I Maestri ci hanno insegnato che chi sopprime una vita sopprime il mondo intero e questo è stato fatto anche in Italia dai nazisti e dai loro alleati fascisti, in modo meticoloso e spesso sadico.
Dal vostro convegno emergeranno tutta la ferocia delle leggi antiebraiche e le difficoltà che affrontarono in particolare gli intellettuali e mi auguro che i vostri interventi evidenzieranno anche il fatto che i conti con quel passato la nostra Italia, democrazia ancora giovane e dalla memoria corta, non li ha mai fatti fino in fondo.
Quelle leggi hanno costretto tanti italiani ebrei e dissidenti a scappare o a cercare nascondigli, a procurarsi lavori precari per sopravvivere, a crearsi nuove e false identità.

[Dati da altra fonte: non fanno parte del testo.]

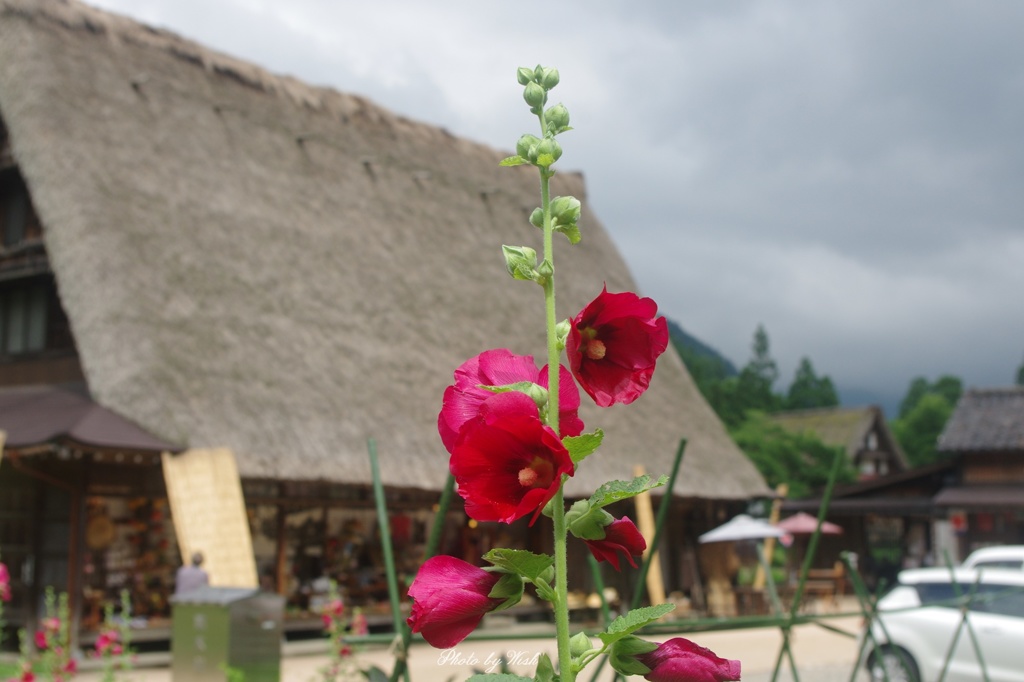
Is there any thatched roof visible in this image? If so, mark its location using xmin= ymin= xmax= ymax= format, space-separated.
xmin=769 ymin=406 xmax=909 ymax=471
xmin=0 ymin=0 xmax=767 ymax=499
xmin=939 ymin=387 xmax=1024 ymax=453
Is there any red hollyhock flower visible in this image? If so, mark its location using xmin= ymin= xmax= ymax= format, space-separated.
xmin=565 ymin=287 xmax=669 ymax=408
xmin=449 ymin=391 xmax=573 ymax=524
xmin=636 ymin=637 xmax=739 ymax=682
xmin=437 ymin=348 xmax=584 ymax=453
xmin=406 ymin=555 xmax=504 ymax=649
xmin=584 ymin=518 xmax=647 ymax=570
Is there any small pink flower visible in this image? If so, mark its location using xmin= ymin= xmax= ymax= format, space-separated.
xmin=407 ymin=555 xmax=503 ymax=649
xmin=636 ymin=637 xmax=739 ymax=682
xmin=565 ymin=287 xmax=669 ymax=408
xmin=584 ymin=517 xmax=647 ymax=570
xmin=437 ymin=348 xmax=584 ymax=453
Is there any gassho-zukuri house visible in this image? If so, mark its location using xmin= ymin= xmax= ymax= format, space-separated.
xmin=0 ymin=0 xmax=770 ymax=641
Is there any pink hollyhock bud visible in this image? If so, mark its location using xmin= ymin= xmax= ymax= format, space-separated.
xmin=0 ymin=563 xmax=10 ymax=601
xmin=584 ymin=518 xmax=647 ymax=570
xmin=407 ymin=555 xmax=504 ymax=649
xmin=352 ymin=610 xmax=370 ymax=635
xmin=449 ymin=392 xmax=573 ymax=524
xmin=636 ymin=637 xmax=739 ymax=682
xmin=437 ymin=348 xmax=584 ymax=453
xmin=565 ymin=287 xmax=669 ymax=408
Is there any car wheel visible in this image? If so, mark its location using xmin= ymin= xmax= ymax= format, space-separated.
xmin=868 ymin=646 xmax=921 ymax=682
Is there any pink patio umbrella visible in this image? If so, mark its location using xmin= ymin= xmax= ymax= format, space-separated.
xmin=775 ymin=512 xmax=843 ymax=577
xmin=775 ymin=512 xmax=843 ymax=536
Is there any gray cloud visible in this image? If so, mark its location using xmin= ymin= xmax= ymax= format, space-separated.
xmin=86 ymin=0 xmax=1024 ymax=409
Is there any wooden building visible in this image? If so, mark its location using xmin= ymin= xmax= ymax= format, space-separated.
xmin=935 ymin=386 xmax=1024 ymax=556
xmin=0 ymin=0 xmax=769 ymax=643
xmin=769 ymin=406 xmax=909 ymax=480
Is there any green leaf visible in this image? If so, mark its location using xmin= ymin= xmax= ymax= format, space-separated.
xmin=534 ymin=653 xmax=558 ymax=682
xmin=466 ymin=673 xmax=534 ymax=682
xmin=362 ymin=666 xmax=389 ymax=682
xmin=589 ymin=475 xmax=669 ymax=507
xmin=562 ymin=429 xmax=604 ymax=464
xmin=598 ymin=604 xmax=676 ymax=645
xmin=555 ymin=222 xmax=583 ymax=244
xmin=487 ymin=573 xmax=522 ymax=610
xmin=483 ymin=547 xmax=555 ymax=583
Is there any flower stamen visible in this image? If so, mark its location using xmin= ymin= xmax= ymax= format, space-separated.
xmin=584 ymin=339 xmax=608 ymax=359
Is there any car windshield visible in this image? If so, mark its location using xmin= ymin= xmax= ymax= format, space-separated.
xmin=914 ymin=583 xmax=1024 ymax=619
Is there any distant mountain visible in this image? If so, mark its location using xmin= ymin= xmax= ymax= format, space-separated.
xmin=837 ymin=386 xmax=902 ymax=419
xmin=668 ymin=319 xmax=738 ymax=383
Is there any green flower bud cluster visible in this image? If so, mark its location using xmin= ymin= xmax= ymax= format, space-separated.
xmin=502 ymin=66 xmax=571 ymax=169
xmin=565 ymin=500 xmax=615 ymax=540
xmin=608 ymin=635 xmax=657 ymax=677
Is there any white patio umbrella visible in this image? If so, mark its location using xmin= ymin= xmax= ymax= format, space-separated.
xmin=697 ymin=514 xmax=785 ymax=543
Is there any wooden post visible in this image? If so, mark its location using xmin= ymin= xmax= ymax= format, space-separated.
xmin=754 ymin=483 xmax=790 ymax=590
xmin=633 ymin=465 xmax=672 ymax=604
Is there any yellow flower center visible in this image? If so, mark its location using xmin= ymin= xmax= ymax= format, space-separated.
xmin=583 ymin=339 xmax=608 ymax=359
xmin=519 ymin=457 xmax=555 ymax=487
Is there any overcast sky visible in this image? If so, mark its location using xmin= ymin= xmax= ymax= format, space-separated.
xmin=90 ymin=0 xmax=1024 ymax=416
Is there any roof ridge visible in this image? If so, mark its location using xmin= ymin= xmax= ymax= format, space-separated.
xmin=0 ymin=0 xmax=449 ymax=135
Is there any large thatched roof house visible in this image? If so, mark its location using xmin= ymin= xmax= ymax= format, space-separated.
xmin=0 ymin=0 xmax=768 ymax=638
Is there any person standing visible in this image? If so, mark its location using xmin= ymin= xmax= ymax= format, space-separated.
xmin=174 ymin=552 xmax=210 ymax=596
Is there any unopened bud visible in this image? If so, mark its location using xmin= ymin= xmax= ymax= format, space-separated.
xmin=530 ymin=137 xmax=562 ymax=168
xmin=529 ymin=207 xmax=544 ymax=228
xmin=522 ymin=81 xmax=548 ymax=109
xmin=551 ymin=197 xmax=581 ymax=225
xmin=540 ymin=68 xmax=558 ymax=90
xmin=515 ymin=134 xmax=541 ymax=159
xmin=544 ymin=104 xmax=569 ymax=134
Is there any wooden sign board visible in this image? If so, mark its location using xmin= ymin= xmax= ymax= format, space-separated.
xmin=163 ymin=447 xmax=259 ymax=588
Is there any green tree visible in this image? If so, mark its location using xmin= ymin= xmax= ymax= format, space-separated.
xmin=899 ymin=374 xmax=964 ymax=419
xmin=729 ymin=412 xmax=857 ymax=498
xmin=783 ymin=356 xmax=839 ymax=410
xmin=736 ymin=325 xmax=780 ymax=412
xmin=892 ymin=392 xmax=953 ymax=467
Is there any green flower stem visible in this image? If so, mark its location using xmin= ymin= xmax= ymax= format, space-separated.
xmin=540 ymin=125 xmax=575 ymax=682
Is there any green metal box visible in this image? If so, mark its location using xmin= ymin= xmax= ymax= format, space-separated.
xmin=171 ymin=587 xmax=285 ymax=682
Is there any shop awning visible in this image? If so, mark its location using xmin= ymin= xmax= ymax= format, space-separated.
xmin=0 ymin=386 xmax=183 ymax=453
xmin=935 ymin=484 xmax=1024 ymax=507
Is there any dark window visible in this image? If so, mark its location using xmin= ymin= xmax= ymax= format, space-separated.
xmin=0 ymin=278 xmax=74 ymax=357
xmin=0 ymin=171 xmax=42 ymax=249
xmin=971 ymin=583 xmax=1024 ymax=619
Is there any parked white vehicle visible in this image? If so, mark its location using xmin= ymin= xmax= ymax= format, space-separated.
xmin=865 ymin=567 xmax=1024 ymax=682
xmin=961 ymin=545 xmax=1024 ymax=569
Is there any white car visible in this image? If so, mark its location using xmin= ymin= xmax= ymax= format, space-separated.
xmin=961 ymin=545 xmax=1024 ymax=570
xmin=864 ymin=567 xmax=1024 ymax=682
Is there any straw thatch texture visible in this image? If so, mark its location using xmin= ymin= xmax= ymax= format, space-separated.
xmin=0 ymin=0 xmax=767 ymax=499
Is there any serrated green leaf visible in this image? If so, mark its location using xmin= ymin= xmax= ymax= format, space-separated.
xmin=466 ymin=673 xmax=534 ymax=682
xmin=562 ymin=429 xmax=604 ymax=464
xmin=555 ymin=222 xmax=583 ymax=244
xmin=589 ymin=475 xmax=669 ymax=507
xmin=483 ymin=547 xmax=555 ymax=582
xmin=598 ymin=604 xmax=676 ymax=644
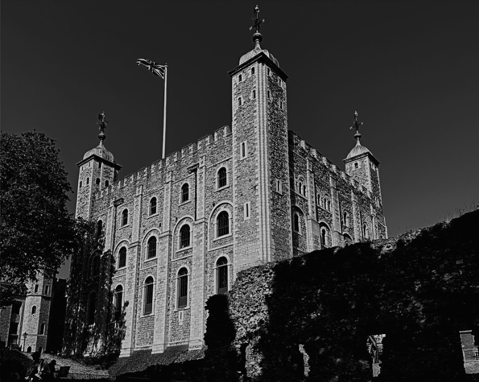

Sappiamo che quello dell’esilio non è mai un percorso facile. E’ difficile scegliere di fuggire ed è difficile la vita del profugo e l’inserimento in contesti che non sono mai solo accoglienti.
Tra gli intellettuali italiani ed europei che scelsero di emigrare, molti furono anche gli artisti, i musicisti, quelli che definiamo i “creativi”. Con loro approdarono nel Nuovo Mondo idee di modernizzazione e di progresso che nella vecchia Europa furono invece bocciate come Arte degenerata e che consentirono lo sviluppo della moderna architettura, dell’arte, del cinema e dei nuovi settori quali il design. Fu una grave perdita per l’Europa e costituì invece una leva per lo sviluppo economico nel dopoguerra soprattutto per gli Stati Uniti.
Con quegli esilii avvenne, seppure forzatamente, uno scambio culturale tra Vecchio e Nuovo Mondo e quella che sembrerebbe solo una brutta storia dovrebbe servire a farci capire quanto siano importanti gli scambi intellettuali tra diverse realtà, quanto tutto questo sia arricchente per tutti e quanto ancor più lo sia quando può avvenire in seguito a scelte e non ad imposizioni.
Nel ricordare che le diversità culturali sono valori e il progresso viene sostenuto dall’acquisizione del meglio che ogni donna ed ogni uomo possono reciprocamente scambiarsi nel rispetto e con onestà intellettuale, auguro a tutti voi un buon lavoro.